How skuzzy are the men? Telly’s sycophantic, similarly unemployed best mate Casper (Pierce) proves just as bad. He’s the sort of comic-reading moron that waits two hours for Telly to complete his latest conquest so he can smell his fingers (“Butterscotch, yo… That’s the best.”) No doubt a future alcoholic, he pisses in the street in broad daylight, shoplifts, sprawls around watching skateboarding videos, perves on Telly’s breastfeeding mum and channels his hardcore misogyny into its inevitable conclusion. Like Telly, he’s a lying bludger, happy to take from and use people anyway he can. The only nice thing he does is give a few cents to a legless beggar on the subway, but as you don’t actually see the coins enter the jar he probably handed over buttons.

I’d love to tell you there are some nice guys hanging around, but the best on offer is an elderly, immigrant taxi driver who tries to console Jenny. Even he ends up talking about his decades-earlier crush on the prom queen, adding: “She was the first girl I put my tongue in her mouth.” Cheers, mate, I’m sure all distraught teenage girls need to hear that.

Would the violence make a vicar faint? Kids only offers one episode of violence where an aggrieved teen in a skateboard park thinks he’s taking on Casper but ends up bloody and bruised beneath a pile on. It’s partly a territorial thing, but also strongly suggests spontaneous violence is another type of buzz. Interestingly, the girls encourage the beating.

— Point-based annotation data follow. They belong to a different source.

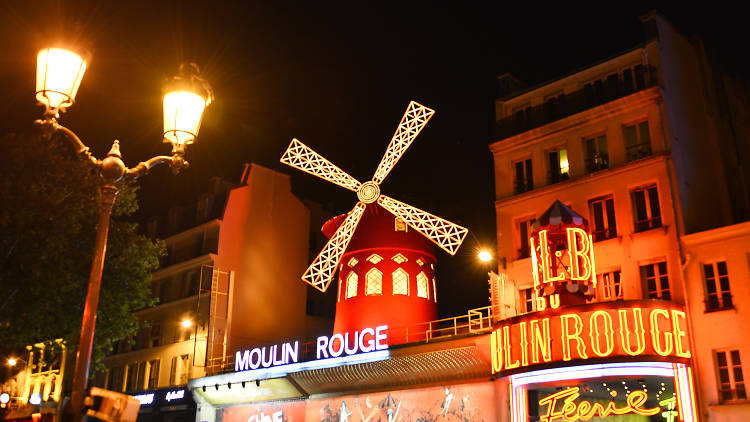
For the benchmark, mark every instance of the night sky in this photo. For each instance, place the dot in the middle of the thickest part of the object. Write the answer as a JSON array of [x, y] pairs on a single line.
[[338, 76]]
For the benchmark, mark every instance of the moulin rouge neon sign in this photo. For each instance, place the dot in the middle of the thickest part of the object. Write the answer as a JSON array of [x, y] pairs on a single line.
[[634, 328], [366, 340], [563, 406]]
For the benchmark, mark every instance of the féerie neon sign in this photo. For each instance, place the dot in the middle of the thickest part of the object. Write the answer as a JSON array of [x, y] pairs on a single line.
[[634, 328], [563, 406]]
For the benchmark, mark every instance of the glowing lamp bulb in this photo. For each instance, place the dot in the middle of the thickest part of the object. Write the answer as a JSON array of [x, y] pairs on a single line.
[[183, 111], [58, 76]]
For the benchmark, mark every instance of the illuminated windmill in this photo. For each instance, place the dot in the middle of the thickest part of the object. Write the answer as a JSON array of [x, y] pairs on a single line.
[[443, 233]]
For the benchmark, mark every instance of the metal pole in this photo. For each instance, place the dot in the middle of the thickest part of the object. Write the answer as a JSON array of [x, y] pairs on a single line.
[[81, 374]]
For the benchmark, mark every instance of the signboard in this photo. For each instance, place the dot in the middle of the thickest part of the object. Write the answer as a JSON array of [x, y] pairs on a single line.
[[366, 340], [578, 333]]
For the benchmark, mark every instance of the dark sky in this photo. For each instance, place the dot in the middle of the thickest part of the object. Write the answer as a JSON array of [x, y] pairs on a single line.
[[338, 76]]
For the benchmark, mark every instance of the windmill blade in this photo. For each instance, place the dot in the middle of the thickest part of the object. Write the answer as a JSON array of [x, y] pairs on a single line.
[[443, 233], [299, 155], [415, 118], [320, 273]]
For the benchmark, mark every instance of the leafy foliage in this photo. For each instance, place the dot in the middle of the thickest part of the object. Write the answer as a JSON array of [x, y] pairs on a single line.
[[48, 217]]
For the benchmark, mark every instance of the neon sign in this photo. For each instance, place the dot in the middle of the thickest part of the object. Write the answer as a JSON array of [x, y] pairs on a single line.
[[174, 395], [334, 346], [581, 333], [563, 406]]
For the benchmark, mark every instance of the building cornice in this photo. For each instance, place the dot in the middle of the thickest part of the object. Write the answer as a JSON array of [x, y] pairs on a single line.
[[559, 127], [717, 234]]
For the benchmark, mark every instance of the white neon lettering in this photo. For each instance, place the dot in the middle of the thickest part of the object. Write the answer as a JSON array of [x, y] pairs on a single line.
[[322, 347], [370, 343], [336, 353]]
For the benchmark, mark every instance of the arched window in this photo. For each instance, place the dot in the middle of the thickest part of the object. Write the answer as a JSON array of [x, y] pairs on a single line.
[[351, 284], [374, 258], [374, 282], [400, 282], [422, 285]]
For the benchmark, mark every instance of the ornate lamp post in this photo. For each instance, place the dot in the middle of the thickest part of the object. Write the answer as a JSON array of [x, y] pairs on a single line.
[[59, 74]]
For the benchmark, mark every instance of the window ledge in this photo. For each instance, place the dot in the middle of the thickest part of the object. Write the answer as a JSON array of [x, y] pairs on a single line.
[[730, 403], [723, 308], [665, 228]]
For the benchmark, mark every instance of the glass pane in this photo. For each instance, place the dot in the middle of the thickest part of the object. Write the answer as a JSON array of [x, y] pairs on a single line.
[[721, 267]]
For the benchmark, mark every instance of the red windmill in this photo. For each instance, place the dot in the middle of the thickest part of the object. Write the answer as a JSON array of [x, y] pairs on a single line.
[[387, 272]]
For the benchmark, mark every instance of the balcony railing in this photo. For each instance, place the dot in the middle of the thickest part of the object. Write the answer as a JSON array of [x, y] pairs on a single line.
[[594, 94]]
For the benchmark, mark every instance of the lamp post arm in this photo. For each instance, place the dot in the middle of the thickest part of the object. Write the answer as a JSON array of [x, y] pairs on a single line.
[[176, 162], [49, 126]]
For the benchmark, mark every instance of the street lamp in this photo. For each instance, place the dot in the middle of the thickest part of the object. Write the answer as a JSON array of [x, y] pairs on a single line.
[[59, 74]]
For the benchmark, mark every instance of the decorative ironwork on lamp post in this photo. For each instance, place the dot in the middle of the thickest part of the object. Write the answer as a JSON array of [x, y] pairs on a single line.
[[59, 74]]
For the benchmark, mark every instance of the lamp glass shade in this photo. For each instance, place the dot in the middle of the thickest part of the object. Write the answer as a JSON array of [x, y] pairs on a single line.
[[58, 76], [183, 111]]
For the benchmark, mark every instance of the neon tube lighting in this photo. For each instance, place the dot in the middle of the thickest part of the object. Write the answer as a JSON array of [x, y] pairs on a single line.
[[594, 371], [283, 370]]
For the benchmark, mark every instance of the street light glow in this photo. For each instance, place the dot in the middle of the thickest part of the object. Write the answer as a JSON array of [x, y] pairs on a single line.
[[58, 76]]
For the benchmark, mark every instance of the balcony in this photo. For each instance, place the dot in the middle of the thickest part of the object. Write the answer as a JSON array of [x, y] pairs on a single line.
[[594, 94]]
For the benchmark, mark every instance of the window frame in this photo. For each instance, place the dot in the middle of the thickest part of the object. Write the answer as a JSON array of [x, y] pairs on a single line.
[[722, 295], [599, 161], [609, 230], [640, 149], [527, 183], [556, 174], [652, 221], [523, 250], [731, 372], [659, 292]]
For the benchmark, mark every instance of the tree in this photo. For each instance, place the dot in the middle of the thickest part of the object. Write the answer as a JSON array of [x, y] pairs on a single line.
[[48, 218]]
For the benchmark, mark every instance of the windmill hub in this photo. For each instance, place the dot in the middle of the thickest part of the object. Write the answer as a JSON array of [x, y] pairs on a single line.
[[368, 192]]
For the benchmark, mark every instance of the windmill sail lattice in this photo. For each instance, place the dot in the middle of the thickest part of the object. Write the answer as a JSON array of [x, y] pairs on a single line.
[[443, 233]]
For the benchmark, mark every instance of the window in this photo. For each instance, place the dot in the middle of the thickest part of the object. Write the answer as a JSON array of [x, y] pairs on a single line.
[[646, 212], [155, 334], [173, 371], [731, 382], [527, 300], [132, 378], [374, 258], [183, 369], [194, 279], [603, 216], [718, 295], [610, 285], [351, 285], [637, 141], [558, 165], [153, 373], [400, 282], [524, 231], [374, 282], [524, 176], [597, 157], [422, 286], [656, 281]]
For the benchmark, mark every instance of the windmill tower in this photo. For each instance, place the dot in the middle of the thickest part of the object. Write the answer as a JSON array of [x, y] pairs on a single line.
[[387, 276]]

How fucked-up is this film? Well, it sure caused a stir back in the day, and I’d have to say it retains its potency. It depicts a disconnect between the sexes, best revealed when director Clark cuts back and forth between two explicit discussions of an all-girl and an all-boy group at separate locations in which they often flatly contradict each other about sex. No one appears to be looking for romance, stability or anything constructive. They’re just vampires, fixated on their own needs.

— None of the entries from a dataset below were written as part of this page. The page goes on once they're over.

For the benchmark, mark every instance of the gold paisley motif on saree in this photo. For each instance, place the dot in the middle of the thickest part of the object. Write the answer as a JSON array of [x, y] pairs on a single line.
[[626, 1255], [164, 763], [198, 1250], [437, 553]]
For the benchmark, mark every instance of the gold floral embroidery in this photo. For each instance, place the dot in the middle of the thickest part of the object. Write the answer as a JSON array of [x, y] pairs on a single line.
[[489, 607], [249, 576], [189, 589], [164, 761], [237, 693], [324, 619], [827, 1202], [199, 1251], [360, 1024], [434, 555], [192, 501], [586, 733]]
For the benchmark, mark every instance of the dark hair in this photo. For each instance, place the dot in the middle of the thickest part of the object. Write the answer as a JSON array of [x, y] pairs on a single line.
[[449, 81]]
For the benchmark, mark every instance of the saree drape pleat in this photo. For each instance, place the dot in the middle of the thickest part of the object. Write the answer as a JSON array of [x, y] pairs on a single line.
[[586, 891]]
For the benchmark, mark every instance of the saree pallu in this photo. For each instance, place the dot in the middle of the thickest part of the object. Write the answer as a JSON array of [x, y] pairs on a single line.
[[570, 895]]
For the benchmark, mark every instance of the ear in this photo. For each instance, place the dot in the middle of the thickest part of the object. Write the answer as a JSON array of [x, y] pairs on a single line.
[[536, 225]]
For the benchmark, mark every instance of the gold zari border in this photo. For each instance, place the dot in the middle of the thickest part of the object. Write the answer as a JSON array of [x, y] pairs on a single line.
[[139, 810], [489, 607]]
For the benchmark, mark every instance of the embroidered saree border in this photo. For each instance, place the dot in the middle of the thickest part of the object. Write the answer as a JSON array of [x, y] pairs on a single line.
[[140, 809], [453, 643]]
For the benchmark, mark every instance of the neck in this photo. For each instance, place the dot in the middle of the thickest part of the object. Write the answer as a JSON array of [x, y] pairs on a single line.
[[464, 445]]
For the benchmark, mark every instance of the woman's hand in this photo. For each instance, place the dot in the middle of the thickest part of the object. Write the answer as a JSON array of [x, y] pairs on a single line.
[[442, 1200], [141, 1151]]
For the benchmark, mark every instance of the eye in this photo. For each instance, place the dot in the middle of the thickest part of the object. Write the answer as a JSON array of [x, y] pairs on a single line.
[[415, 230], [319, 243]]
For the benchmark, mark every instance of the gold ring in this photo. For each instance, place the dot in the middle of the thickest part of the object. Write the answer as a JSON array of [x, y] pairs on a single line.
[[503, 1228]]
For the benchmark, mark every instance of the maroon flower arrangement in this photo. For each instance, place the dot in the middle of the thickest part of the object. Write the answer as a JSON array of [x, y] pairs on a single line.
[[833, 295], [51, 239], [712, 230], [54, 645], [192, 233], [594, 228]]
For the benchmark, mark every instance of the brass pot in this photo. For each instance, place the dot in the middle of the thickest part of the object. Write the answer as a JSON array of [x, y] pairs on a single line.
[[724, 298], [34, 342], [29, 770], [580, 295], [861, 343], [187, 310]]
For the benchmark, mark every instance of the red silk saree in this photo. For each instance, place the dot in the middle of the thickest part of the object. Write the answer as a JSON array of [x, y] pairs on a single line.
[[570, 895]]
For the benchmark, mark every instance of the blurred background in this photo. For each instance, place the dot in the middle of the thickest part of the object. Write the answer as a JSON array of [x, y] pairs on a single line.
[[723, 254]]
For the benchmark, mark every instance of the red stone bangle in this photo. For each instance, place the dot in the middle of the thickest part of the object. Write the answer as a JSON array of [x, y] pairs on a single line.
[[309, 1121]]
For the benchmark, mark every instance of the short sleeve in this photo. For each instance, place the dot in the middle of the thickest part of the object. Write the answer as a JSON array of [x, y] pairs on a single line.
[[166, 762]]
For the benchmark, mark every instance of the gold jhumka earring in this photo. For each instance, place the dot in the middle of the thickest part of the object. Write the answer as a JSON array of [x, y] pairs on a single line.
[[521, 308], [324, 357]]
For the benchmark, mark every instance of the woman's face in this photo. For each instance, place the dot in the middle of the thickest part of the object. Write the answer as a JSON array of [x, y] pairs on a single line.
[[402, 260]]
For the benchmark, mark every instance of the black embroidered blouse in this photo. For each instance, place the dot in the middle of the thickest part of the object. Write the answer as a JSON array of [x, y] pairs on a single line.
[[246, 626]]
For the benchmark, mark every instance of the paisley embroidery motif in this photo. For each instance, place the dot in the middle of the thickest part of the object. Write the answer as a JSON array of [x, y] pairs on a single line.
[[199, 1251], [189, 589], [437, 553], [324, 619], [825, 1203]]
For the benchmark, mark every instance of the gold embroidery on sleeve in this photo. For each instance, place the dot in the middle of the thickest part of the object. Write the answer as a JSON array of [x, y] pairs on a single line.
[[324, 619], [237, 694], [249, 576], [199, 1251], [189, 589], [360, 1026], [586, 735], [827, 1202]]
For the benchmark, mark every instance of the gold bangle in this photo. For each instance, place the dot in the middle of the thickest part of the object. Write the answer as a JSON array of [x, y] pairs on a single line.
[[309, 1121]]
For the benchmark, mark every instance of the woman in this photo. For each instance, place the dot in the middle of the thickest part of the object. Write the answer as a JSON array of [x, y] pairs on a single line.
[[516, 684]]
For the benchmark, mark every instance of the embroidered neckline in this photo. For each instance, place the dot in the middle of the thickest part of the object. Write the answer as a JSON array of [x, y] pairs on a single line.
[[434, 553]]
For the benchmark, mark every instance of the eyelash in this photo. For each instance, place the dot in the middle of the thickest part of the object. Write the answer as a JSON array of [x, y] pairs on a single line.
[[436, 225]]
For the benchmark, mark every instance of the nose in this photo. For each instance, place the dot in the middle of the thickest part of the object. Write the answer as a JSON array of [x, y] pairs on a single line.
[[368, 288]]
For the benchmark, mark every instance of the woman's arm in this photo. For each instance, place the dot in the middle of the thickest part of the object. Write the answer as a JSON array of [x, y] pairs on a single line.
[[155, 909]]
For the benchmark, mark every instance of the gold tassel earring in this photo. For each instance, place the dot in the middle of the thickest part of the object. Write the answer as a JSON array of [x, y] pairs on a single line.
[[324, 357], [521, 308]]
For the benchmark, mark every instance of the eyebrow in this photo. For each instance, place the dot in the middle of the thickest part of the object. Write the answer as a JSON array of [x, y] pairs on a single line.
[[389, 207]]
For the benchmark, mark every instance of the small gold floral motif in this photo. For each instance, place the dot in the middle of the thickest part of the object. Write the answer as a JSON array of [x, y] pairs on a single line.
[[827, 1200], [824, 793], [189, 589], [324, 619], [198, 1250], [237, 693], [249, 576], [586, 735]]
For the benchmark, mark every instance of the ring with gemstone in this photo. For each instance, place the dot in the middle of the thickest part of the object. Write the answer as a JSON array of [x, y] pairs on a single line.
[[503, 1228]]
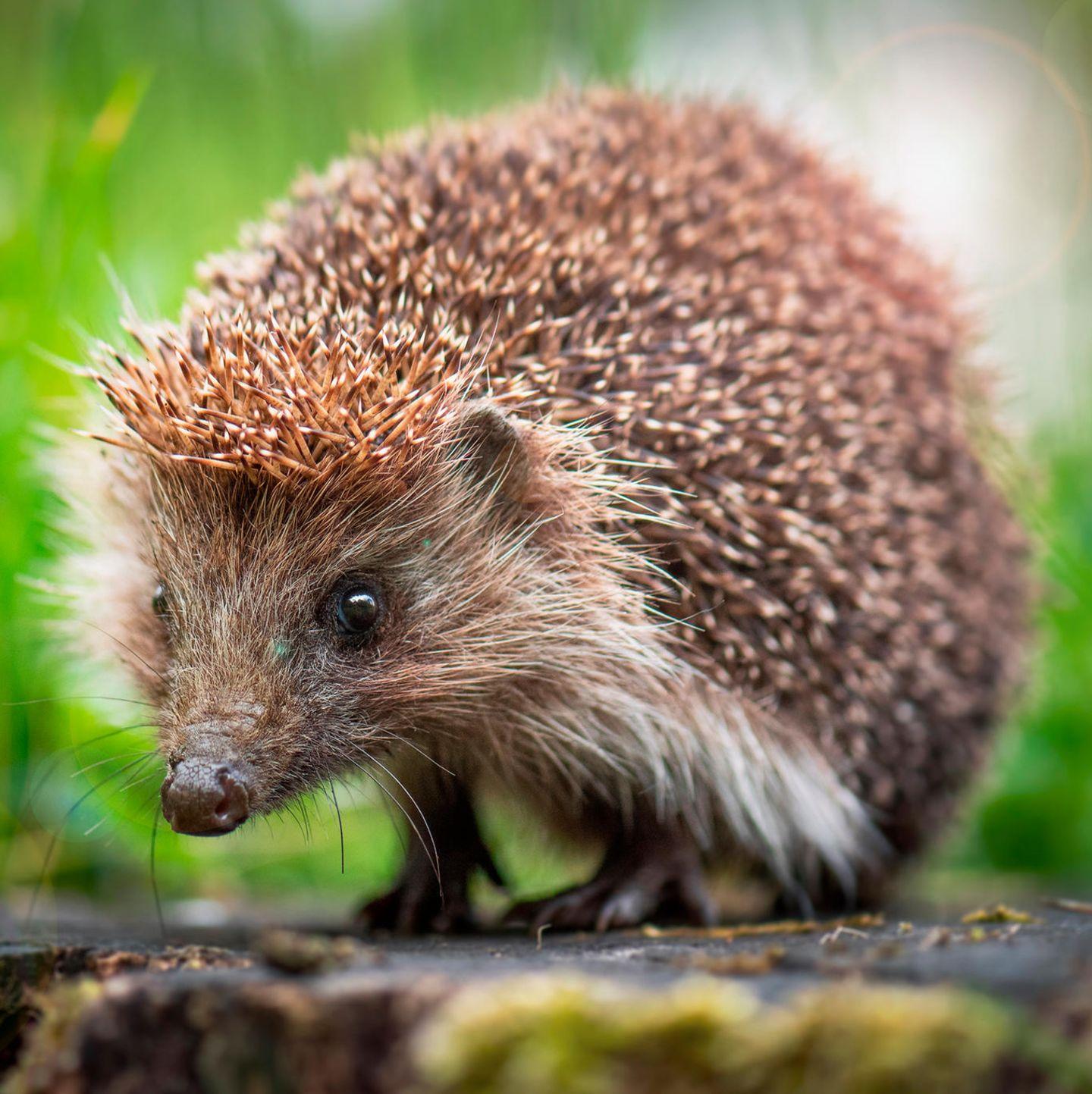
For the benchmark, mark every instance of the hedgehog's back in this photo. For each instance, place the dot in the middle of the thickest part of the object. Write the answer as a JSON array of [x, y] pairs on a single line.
[[730, 310]]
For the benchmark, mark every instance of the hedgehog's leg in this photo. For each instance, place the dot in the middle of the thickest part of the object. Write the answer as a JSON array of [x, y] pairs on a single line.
[[447, 848], [654, 872]]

Elsewhere, ignorance and hostility abound. Homosexuals are abused in the street. Girls are nothing but ‘bitches’, encouraged to kiss each other and routinely propositioned and pressurized. Sex is conquest. Nutrition, exercise and healthy living are never considered. Drugs are voraciously consumed. Where does this mindset and behavior come from?

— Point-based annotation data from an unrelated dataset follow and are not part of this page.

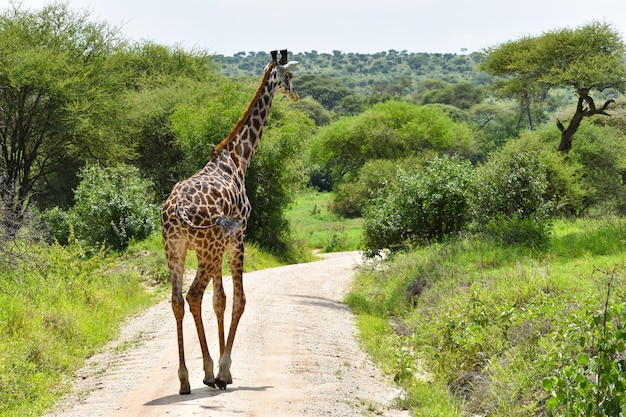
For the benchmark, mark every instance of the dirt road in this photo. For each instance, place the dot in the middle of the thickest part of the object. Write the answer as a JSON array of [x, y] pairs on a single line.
[[295, 354]]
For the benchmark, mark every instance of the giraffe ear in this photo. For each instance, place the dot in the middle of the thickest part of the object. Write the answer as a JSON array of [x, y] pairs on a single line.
[[289, 66]]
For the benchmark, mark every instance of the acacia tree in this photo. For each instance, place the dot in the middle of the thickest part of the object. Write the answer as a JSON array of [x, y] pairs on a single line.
[[585, 59], [56, 89]]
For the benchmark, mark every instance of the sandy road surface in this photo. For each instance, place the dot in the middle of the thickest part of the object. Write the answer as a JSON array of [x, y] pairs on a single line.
[[295, 354]]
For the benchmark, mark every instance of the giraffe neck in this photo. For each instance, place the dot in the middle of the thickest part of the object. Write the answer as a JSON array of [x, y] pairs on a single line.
[[244, 138]]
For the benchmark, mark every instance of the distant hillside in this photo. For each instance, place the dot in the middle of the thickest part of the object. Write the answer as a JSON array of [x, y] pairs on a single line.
[[362, 72]]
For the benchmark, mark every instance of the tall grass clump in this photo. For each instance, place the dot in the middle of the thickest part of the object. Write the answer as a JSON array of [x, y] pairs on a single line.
[[57, 309], [503, 330]]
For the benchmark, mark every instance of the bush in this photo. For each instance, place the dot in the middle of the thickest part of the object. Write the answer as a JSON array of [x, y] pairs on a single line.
[[111, 209], [512, 199], [420, 205], [351, 198]]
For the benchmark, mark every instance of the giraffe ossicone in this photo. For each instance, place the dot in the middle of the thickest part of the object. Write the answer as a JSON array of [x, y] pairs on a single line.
[[208, 213]]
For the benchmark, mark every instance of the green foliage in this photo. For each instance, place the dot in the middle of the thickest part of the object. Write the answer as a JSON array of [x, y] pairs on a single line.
[[388, 130], [582, 59], [57, 310], [601, 154], [275, 176], [111, 209], [511, 192], [314, 227], [588, 57], [351, 198], [503, 331], [427, 203], [277, 171], [462, 95], [590, 379], [59, 96], [367, 73]]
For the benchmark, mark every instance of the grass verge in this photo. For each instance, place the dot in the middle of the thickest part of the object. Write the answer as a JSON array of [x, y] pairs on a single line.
[[56, 310], [470, 327]]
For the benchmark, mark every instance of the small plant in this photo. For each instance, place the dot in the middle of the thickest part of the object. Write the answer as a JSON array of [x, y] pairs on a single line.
[[593, 383]]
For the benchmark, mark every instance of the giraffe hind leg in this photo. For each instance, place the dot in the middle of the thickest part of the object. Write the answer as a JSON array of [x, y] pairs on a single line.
[[229, 225]]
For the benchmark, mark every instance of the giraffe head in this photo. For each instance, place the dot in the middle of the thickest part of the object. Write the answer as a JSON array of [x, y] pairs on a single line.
[[284, 72]]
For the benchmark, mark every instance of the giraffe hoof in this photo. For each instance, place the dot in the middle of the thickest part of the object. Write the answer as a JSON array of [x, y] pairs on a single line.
[[220, 384]]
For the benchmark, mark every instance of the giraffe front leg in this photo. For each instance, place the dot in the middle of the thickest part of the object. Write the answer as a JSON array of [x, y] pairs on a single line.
[[194, 298], [224, 376], [219, 306], [178, 306]]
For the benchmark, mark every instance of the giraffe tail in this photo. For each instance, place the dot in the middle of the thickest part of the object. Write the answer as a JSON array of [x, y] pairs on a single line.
[[229, 225]]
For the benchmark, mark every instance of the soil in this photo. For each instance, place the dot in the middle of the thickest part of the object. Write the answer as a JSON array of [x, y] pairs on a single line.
[[296, 354]]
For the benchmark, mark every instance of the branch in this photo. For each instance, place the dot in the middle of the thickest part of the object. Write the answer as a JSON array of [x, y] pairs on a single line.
[[606, 106]]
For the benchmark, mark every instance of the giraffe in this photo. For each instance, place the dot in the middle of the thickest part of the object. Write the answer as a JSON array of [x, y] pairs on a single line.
[[208, 213]]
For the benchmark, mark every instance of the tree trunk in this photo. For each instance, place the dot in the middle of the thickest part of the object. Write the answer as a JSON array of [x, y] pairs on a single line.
[[567, 134]]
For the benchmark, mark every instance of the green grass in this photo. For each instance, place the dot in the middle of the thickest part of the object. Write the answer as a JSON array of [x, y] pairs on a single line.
[[62, 305], [319, 229], [488, 323], [56, 310]]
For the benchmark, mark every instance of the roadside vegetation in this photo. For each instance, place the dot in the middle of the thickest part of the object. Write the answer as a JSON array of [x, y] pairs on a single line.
[[495, 232]]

Now I imagine the uncompromising Kids concentrates on an extremely narrow seam of teenagers, but that doesn’t make it any less plausible, especially during its convincing vignettes of gatherings, rituals and New York City street life. Parental presence, let alone control is absent. The only mother we meet is Telly’s, a somewhat worn-down woman that doesn’t keep him in line, but that’s hardly an explanation for his self-centered nastiness. Perhaps our best clue in understanding this noxious culture is through the handful of pre-teens that always seem to be hanging around Telly and his odious mates. They watch, listen and try to copy, suggesting a toxic socialization, an absorption of misogyny and all the rest that Telly has already undergone.

Kids is also notable for the way Clark’s camera leers at the naked flesh of his subjects. He likes them sinewy, typified by a lengthy sequence in which a racially mixed bunch of boys sit topless on a sofa smoking weed. There’s an awful lot of face-eating throughout, complete with icky sucking and saliva-stretching sounds, but the camera inevitably slides down their bodies to linger on taut stomachs and lean thighs. When a solitary chubster puts in an appearance at a party, she’s roundly condemned (“Why don’t you go lose some fuckin’ weight?”)

Clark admirably sticks to his guns right through to the bitter end, but that doesn’t mean the brisk, non-judgemental Kids is a likable or enjoyable film. In fact, it will make you grimace. I’d say it’s a cautionary tale, especially for any watching females, but it’s also clear to all but the most myopic bloke that this is not the way to behave. Grubby and horrible as it is, the distinctive Kids still retains a weird sort of purity.